Anlässlich des Feministischen Kampftags wollen wir diesen Erzählungen etwas entgegensetzen. Im Workshop beschäftigen wir uns damit, woher Mythen über sexualisierte Gewalt kommen, warum sie so wirkmächtig sind und weshalb sie trotz besseren Wissens immer wieder reproduziert werden.

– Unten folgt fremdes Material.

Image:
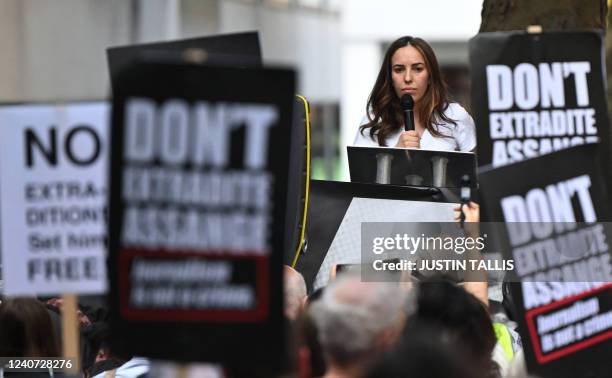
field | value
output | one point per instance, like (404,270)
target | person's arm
(476,280)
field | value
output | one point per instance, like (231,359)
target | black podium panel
(328,204)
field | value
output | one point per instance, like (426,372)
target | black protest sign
(533,94)
(236,49)
(200,162)
(562,258)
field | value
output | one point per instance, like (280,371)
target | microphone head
(407,102)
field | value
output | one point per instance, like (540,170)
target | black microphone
(407,106)
(466,194)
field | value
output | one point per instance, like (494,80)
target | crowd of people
(349,328)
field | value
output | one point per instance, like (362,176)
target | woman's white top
(462,136)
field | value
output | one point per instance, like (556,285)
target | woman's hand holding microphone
(409,139)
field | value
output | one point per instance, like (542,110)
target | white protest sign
(53,196)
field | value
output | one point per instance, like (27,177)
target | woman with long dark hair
(410,67)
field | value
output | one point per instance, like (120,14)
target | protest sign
(562,258)
(533,94)
(198,197)
(53,167)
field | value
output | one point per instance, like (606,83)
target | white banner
(53,198)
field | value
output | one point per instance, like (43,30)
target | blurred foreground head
(463,318)
(26,329)
(424,352)
(357,321)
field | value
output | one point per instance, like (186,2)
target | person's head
(357,320)
(462,316)
(295,292)
(424,352)
(409,67)
(26,329)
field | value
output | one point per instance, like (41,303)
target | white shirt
(462,136)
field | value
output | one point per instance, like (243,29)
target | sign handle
(70,332)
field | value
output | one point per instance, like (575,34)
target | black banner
(200,161)
(562,258)
(533,94)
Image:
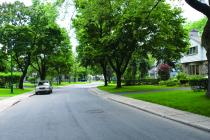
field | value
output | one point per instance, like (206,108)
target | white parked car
(43,86)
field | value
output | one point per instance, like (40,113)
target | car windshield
(43,84)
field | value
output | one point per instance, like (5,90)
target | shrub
(169,82)
(142,82)
(31,79)
(5,78)
(164,71)
(198,84)
(182,76)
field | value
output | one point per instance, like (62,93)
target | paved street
(73,113)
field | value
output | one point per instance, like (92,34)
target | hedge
(5,78)
(197,84)
(142,82)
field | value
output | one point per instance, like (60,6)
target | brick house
(194,62)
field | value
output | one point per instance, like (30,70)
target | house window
(194,69)
(193,50)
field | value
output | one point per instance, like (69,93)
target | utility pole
(11,65)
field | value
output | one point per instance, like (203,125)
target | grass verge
(195,102)
(6,92)
(142,88)
(67,83)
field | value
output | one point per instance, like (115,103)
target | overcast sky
(67,11)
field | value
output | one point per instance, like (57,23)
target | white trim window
(193,50)
(194,69)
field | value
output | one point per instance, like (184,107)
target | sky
(67,11)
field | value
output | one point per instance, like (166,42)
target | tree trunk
(21,80)
(105,76)
(208,89)
(42,75)
(20,86)
(119,76)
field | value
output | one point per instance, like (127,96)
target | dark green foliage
(164,71)
(199,84)
(197,25)
(5,78)
(141,82)
(169,83)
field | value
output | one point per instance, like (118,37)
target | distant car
(43,86)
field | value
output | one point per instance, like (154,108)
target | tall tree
(16,32)
(205,9)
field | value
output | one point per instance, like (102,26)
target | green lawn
(190,101)
(113,89)
(6,92)
(31,85)
(67,83)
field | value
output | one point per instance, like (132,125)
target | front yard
(186,100)
(112,89)
(6,92)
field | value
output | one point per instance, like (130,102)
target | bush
(199,84)
(164,71)
(184,82)
(31,79)
(182,76)
(5,78)
(169,82)
(142,82)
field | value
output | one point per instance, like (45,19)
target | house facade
(194,62)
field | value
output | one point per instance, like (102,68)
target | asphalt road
(73,113)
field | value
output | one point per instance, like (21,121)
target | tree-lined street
(73,113)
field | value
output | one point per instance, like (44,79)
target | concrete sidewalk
(191,119)
(7,103)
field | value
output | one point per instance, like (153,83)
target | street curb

Anhand aktueller Beispiele aus öffentlichen Debatten, Medienberichten und eigenen Erfahrungen analysieren wir diese Muster gemeinsam – und reflektieren dabei auch unsere eigene Rolle. Ziel des Workshops ist es, Argumente zu entwickeln, Mythen zu entkräften und handlungsfähiger zu werden: im Alltag, online und im politischen Kontext.
Der Workshop richtet sich an alle, die sexualisierter Gewalt und Betroffenenfeindlichkeit solidarisch entgegentreten wollen und bereit sind, sich kritisch mit eigenen Perspektiven auseinanderzusetzen.
Referentin: Laura Franke
Sozialpädagogin (B.A.), Sexualwissenschaftlerin (M.A., im Studium) und Sexualpädagogin
Die Teilnahme ist nur mit Anmeldung möglich. Die Workshoplänge beträgt 3 Stunden.
Die Gruppengröße ist auf maximal 20 Personen begrenzt, um einen geschützten und intensiven Austausch zu ermöglichen.